Note that C(20,3) × C(20,3) × C(34,2) is not a correct solution nor does it illustrate a correct strategy!

(b) Here, it is more efficient to determine the total number of committees possible and remove those with no faculty: C(40,8) - [C(20,0) × C(20,8)].

Chapter 3 Section 3

• #1: C(7,k), with 0 ≤ k ≤ 7
• #7: (a) We need to traverse 8 blocks southward and 12 blocks eastward. This yields C(20,8) = C(20,12) 20-block paths from T to B. (b) One way to solve this problem is to consider the number of possible paths with no restrictions, C(20,8) = C(20,12), then count and remove those that can't be traversed.

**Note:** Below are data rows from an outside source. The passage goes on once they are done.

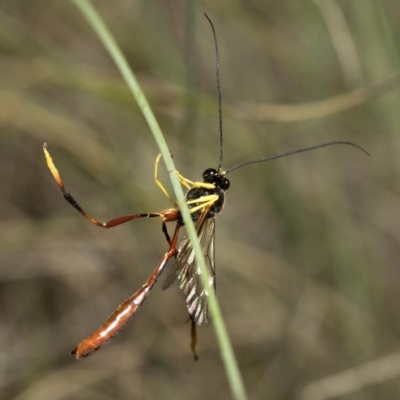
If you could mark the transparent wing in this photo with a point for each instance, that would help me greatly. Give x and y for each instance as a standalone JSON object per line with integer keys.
{"x": 186, "y": 270}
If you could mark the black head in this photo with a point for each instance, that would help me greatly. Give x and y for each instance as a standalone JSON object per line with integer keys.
{"x": 211, "y": 175}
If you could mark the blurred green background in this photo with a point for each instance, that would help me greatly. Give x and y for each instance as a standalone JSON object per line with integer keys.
{"x": 307, "y": 246}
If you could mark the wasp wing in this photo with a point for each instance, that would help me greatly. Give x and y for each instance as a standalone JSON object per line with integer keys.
{"x": 188, "y": 272}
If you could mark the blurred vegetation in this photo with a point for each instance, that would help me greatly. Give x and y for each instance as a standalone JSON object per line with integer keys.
{"x": 307, "y": 246}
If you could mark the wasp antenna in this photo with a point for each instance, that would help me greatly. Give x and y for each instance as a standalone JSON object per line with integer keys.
{"x": 289, "y": 153}
{"x": 221, "y": 140}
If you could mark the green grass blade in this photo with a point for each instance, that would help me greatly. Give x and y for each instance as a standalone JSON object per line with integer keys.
{"x": 228, "y": 357}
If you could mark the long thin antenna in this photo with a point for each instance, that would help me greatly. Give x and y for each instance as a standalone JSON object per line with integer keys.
{"x": 289, "y": 153}
{"x": 221, "y": 141}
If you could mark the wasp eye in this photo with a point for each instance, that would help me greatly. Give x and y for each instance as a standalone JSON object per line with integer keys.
{"x": 224, "y": 184}
{"x": 209, "y": 175}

In the scenario described here, it is a 9-block drive to the west end of the street to be closed. There are C(9,4) = C(9,5) ways to get to that point. There is only one path from that point to the east end of that restricted street: C(1,1). Finally, there are C(10,4) = C(10,6) paths from that east-end point to point B. We multiply these three counts together, to match them: C(9,5) × C(1,1) × C(10,6). We then subtract this number of closed paths from the original total number of paths: C(20,12) − [C(9,5) × C(1,1) × C(10,6)].
• #11: This is analogous to the birth-order problems we explored: C(6,4) = C(6,2).
• #17: 12!/(4!2!2!)
• #26: (a) 21!/(3!2!2!2!2!2!2!3!) (b) There are 11 ways to choose the first (left-most) consonant and 10 ways to choose the last (right-most) consonant. There remain 19 letters to permute, to be placed between these two consonants. We still need to account for all the duplication of arrangements due to repetition of letters. This yields (11×10×19!)/(3!2!2!2!2!2!2!3!) different such arrangements. (c) Concentrating on the vowels, we have 10!/(3!3!!2!2!) different arrangements of the vowels. We now have 11 consonants to arrange, yielding 11!/(2!2!!2!2!) different consonant arrangements. Because there are no restrictions on how the consonants are positioned (relative to consonants only), we can think of the 11 consonants as borders and the 12 spaces around the consonants as positions within which the one vowel group could be placed. This yields 12 spots into which we could drop the vowel group. We now match each consonant arrangement with each vowel arrangement, using the Multiplication Principle, and, finally, multiply that by 12: 12 × 10!/(3!3!!2!2!) × 11!/(2!2!!2!2!) different arrangements. (d) There are 11 unique letters in the word, and we select 5 of them, with no regard for order: C(11,5).